In a possible implementation manner, the predetermined encoding manner includes a header area, a prefix area, an index area, and a content area, and the third processing module is configured to:
determining the total number of the combined IP address fields, the number of the IP address fields corresponding to each IP prefix and the total number of bytes of the residual physical address information after the repeated physical address information is filtered out from the aggregation list, wherein the IP prefix is a first decimal number of the IP address of a dotted decimal character string type;
writing the total number of the IP address fields after merging into a file header region, writing an index region starting position and an index region ending position determined according to the number of the IP address fields corresponding to each IP prefix into a prefix region as prefix data information, writing an ending IP address, a physical address information starting position and a physical address information length of each IP address field corresponding to each predetermined IP prefix into an index region as index data information, and writing the remaining physical address information in a content region after filtering the repeated physical address information in a set list;
the space size of the content area is the total number of bytes of the physical address information left after the repeated physical address information is filtered out from the aggregation list.

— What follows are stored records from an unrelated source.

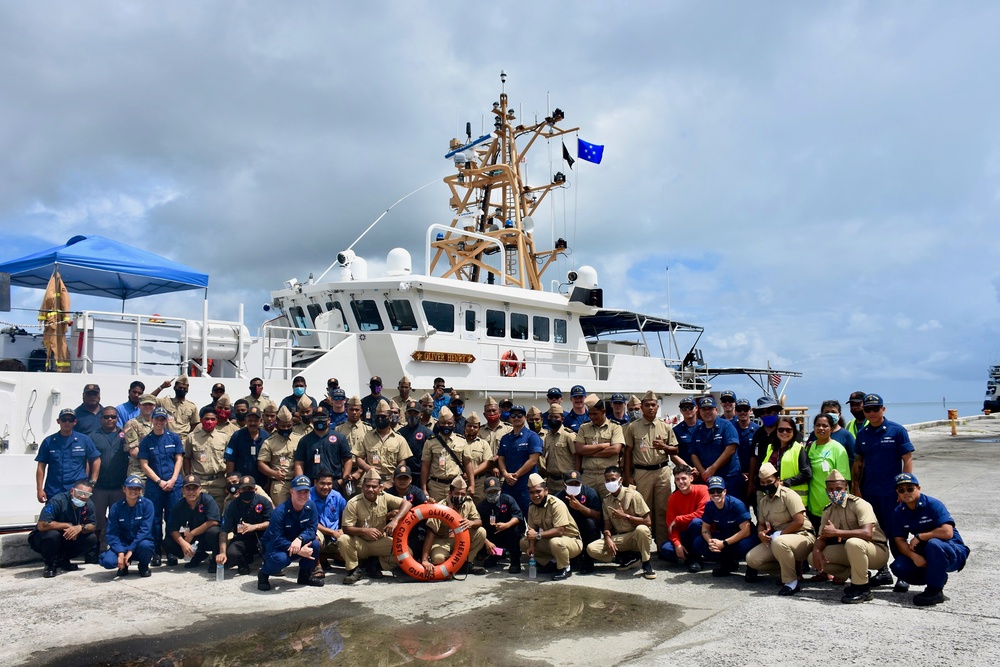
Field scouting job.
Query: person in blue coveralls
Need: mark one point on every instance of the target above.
(290, 535)
(727, 533)
(883, 450)
(936, 547)
(161, 454)
(130, 531)
(65, 528)
(713, 448)
(65, 457)
(518, 456)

In a possible implementation manner, the apparatus further includes a fourth processing module, where the fourth processing module is configured to:
when receiving a query request for querying physical address information corresponding to a target IP address, determining a target IP prefix of the target IP address, and converting the target IP address into a decimal numerical value type IP address by a preset conversion method, wherein the target IP address is an IP address of a dotted decimal character string type, and the target IP prefix is a first decimal number of the target IP address;
inquiring a prefix area of the coded file according to the target IP prefix to obtain a corresponding target index area initial position and a target index area end position;
and searching physical address information corresponding to the decimal value type IP address in the interval between the starting position of the target index area and the ending position of the target index area.

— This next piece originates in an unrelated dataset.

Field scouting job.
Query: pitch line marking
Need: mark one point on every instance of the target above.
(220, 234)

In a possible implementation manner, when the fourth processing module searches for physical address information corresponding to the decimal value type IP address in the interval between the starting position of the target index area and the ending position of the target index area, the fourth processing module is configured to:
and searching index data information of which the current termination IP address is smaller than the decimal numerical value type IP address and the next termination IP address of the current termination IP address is larger than the decimal numerical value type IP address in an interval of the starting position of the target index area and the ending position of the target index area, and obtaining physical address information corresponding to the decimal numerical value type IP address according to the starting position of the physical address information and the length of the physical address information in the index data information.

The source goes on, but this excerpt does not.